Insert all the nodes into the list.

Use an additional variable to store the popped node.

Initially its null

for the given list 3-> 1-> 6-> 5-> 4

Pop the first one 6 and point it to the variable so 6-> null

replace the variable with the current node

then pop next.. here 5 and point 5 to the variable so it is 5-> 6

and so on

overall complexity to add and remove from heap is log n and to traverse the list to push it into the tree is n

therefore it is n + logn = n

then u need to have left child pointer and right child pointer in the element struct which is not allowed in the problem !

Actually you don't need left and right child pointers in order to build a heap. Because heaps have the property of always being complete, you can use an array. Node i's left child would be i*2+1 in the array, and it's right child would be i*2+2. And even if you couldn't use an array, you can still create a new class called "Node" that encapsulates the struct to build your temporary tree.

I agree with ketz that a max-heap is definitely a very nice solution, but I don't agree on its complexity. It's correct that push and pop is logn, but you need to do push/pop for n nodes. If you're pushing/popping nodes n-number of times, that's actually n*logn complexity.

The problem can solve in space with time complexity of nlogn.

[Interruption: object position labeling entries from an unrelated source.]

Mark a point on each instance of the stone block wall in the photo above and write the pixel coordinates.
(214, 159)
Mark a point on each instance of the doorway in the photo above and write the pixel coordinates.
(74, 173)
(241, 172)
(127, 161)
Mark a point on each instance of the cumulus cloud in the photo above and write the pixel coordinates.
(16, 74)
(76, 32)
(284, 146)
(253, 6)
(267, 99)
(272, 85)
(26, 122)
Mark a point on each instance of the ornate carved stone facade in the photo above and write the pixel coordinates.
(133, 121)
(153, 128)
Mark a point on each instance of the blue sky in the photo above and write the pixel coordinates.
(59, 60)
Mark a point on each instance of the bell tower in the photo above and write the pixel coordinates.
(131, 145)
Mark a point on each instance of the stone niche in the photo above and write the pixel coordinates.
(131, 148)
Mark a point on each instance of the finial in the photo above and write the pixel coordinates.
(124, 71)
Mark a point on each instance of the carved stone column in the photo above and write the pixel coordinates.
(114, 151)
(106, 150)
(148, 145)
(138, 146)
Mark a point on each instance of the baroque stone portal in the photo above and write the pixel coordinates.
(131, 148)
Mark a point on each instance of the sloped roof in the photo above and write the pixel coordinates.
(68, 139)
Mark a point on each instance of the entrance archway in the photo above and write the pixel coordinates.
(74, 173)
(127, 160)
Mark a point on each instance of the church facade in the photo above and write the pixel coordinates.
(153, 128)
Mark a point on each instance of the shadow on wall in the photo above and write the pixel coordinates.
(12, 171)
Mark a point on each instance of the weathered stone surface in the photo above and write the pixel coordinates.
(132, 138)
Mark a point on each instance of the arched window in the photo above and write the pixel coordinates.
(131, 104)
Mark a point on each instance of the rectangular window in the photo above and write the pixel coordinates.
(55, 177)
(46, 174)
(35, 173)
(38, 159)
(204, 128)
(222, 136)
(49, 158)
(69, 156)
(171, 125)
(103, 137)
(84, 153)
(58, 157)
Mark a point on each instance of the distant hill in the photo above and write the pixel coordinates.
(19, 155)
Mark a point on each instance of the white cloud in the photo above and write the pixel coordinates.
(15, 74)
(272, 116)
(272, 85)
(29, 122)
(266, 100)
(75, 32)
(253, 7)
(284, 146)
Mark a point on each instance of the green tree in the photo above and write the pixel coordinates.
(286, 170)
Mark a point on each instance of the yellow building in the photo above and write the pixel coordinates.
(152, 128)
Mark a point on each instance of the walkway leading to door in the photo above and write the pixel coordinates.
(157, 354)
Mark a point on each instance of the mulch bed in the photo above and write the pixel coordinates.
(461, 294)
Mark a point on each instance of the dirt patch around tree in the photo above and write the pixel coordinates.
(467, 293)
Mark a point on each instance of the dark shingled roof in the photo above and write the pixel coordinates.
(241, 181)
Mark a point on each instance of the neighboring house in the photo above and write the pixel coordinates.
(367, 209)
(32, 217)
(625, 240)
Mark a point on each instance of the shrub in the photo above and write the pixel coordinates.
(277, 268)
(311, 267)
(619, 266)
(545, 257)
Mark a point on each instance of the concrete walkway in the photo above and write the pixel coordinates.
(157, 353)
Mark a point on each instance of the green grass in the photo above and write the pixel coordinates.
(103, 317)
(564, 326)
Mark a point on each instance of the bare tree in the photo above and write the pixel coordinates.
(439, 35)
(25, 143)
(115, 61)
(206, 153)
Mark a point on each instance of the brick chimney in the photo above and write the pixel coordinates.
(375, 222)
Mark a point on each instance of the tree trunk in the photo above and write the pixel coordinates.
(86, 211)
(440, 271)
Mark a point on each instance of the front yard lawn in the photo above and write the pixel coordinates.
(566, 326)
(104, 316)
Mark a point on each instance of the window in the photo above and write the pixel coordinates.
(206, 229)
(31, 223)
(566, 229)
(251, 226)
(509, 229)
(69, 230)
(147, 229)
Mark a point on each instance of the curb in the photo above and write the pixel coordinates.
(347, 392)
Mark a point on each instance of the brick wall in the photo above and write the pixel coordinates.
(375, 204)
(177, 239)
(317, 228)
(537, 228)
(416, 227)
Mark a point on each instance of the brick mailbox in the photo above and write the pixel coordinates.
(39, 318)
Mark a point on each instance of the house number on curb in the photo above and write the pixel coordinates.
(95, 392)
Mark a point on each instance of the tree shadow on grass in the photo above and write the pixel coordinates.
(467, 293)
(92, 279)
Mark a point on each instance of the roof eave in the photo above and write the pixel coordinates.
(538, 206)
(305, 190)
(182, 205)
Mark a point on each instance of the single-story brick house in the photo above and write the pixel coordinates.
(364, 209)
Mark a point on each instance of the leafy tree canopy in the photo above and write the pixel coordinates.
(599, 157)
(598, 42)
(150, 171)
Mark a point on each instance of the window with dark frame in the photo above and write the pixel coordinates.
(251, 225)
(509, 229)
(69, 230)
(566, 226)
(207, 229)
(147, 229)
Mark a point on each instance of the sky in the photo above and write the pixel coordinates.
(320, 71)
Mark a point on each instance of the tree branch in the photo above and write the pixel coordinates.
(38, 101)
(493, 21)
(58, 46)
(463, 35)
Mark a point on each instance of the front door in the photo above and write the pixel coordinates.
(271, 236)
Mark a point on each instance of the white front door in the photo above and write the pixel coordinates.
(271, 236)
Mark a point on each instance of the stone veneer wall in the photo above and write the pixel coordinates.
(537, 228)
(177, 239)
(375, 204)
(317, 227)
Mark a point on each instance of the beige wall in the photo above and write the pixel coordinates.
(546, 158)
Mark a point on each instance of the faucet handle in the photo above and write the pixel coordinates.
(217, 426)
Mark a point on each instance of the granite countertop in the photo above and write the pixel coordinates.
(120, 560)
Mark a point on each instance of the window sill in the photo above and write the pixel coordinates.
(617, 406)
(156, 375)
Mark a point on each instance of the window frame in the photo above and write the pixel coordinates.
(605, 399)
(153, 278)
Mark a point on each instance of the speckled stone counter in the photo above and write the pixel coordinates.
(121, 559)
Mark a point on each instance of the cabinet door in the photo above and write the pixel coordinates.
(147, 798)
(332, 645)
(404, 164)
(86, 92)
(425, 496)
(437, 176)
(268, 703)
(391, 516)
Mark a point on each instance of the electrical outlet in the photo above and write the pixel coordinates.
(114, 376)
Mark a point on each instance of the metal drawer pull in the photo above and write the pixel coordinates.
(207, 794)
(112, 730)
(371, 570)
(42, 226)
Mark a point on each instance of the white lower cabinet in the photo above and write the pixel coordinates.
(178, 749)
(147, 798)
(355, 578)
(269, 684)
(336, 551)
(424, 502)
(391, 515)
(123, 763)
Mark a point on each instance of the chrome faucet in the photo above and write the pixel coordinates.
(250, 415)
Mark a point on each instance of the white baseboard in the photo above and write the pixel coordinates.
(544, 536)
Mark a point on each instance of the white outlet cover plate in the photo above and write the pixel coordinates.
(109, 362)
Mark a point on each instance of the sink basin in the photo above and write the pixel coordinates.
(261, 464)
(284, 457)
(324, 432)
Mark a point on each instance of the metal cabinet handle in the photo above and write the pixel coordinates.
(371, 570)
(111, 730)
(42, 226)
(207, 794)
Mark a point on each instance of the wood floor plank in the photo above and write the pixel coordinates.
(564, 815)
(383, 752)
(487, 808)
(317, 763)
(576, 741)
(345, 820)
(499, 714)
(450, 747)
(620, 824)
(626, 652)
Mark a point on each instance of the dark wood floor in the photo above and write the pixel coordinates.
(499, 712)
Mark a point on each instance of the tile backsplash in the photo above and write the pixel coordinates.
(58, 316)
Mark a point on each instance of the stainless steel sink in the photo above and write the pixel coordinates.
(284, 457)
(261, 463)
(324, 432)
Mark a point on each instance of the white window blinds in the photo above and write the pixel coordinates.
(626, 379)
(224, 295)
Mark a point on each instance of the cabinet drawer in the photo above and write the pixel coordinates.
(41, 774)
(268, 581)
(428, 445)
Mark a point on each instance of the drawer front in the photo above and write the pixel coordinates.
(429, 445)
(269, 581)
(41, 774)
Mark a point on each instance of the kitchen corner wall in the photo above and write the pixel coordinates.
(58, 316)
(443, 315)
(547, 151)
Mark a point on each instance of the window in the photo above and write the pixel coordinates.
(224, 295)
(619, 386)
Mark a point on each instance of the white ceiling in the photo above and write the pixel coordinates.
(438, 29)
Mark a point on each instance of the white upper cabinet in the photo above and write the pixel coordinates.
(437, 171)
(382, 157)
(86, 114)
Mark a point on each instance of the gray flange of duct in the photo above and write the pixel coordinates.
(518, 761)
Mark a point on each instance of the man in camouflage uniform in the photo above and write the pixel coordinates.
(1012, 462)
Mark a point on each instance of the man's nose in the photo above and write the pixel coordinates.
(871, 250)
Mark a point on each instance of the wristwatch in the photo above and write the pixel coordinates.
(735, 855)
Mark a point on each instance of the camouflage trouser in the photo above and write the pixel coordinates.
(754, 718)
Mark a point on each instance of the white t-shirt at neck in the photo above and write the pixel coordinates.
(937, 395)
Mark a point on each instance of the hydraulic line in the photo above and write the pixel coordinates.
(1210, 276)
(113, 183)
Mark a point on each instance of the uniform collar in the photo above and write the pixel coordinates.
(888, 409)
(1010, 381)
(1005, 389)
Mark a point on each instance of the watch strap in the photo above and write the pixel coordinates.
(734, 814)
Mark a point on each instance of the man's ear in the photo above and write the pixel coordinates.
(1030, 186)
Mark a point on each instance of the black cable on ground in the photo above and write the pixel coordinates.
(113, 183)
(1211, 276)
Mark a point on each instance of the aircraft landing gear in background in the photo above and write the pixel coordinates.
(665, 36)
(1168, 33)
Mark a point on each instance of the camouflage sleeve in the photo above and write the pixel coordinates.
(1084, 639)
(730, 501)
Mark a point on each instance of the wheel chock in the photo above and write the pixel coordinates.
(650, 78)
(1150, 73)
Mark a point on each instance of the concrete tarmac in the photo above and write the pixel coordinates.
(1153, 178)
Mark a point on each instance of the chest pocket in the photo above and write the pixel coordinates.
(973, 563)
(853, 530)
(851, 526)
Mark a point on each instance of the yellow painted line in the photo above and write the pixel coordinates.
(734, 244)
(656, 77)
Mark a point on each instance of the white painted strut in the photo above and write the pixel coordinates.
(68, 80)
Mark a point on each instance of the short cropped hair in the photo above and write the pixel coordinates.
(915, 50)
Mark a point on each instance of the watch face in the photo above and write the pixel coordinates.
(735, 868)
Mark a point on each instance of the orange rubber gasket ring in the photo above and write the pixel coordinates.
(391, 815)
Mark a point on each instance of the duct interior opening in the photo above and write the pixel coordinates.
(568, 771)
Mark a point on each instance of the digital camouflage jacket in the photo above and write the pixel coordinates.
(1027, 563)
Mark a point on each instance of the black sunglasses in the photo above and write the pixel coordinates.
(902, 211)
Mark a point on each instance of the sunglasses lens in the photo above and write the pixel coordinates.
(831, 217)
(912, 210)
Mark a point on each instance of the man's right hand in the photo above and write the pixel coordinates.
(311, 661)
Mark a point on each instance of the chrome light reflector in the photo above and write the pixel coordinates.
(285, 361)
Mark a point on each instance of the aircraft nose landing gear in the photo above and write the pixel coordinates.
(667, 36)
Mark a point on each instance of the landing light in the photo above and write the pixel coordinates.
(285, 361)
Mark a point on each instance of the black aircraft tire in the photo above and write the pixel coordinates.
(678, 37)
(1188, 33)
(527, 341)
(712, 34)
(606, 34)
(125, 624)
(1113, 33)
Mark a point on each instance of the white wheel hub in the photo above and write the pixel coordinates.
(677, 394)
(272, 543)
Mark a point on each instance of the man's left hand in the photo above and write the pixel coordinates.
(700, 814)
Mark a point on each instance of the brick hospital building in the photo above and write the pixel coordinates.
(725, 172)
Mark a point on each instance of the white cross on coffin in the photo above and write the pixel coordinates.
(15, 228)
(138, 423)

list* merge(list* l1,list *l2){

if(!l1) return l2;

if(!l2) return l1;

if(l1->data<l2->data){

l1->next_larger = merge(l1->next_larger, l2);

return l1;

}

else{

l2->next_larger = merge(l1, l2->next_larger);

return l2;

}

}

//use the above merge code

list* sort(list* l){

//split l into 2 parts l1,l2

//merge and return the list

}

Use min Priority Queue (PQ)

1. Put all number in the PQ - store the node pointer and the data. Min on data

2. Take the min (top most element - say "node")

3. Set the "node"->nextbigger to the top element in the PQ (peek the next element in the PQ)

4. Repeat 2-4 till one element is left in PQ.

```
Node* merge(Node* first, Node* second)
{
Node* result = NULL;
if (!first)
return second;
if (!second)
return first;
if (first->data() < second->data()) {
result = first;
result->setNextLarger(merge(first->nextLarger(), second));
}
else {
result = second;
result->setNextLarger(merge(first, second->nextLarger()));
}
return result;
}
Node* sort(Node* root, int listLength)
{
if (!root || !root->next() || listLength <= 1)
return root;
int middle = listLength / 2;
int index = 0;
Node* middleNode = root;
while (index < middle) {
middleNode = middleNode->next();
index += 1;
}
return merge(sort(root, middle), sort(middleNode, listLength - middle));
}
```

My guess is for min. space, mergesort should be applied, which is in-place and

- hi guys August 31, 2010O(N log N).

I am trying to come up with the code.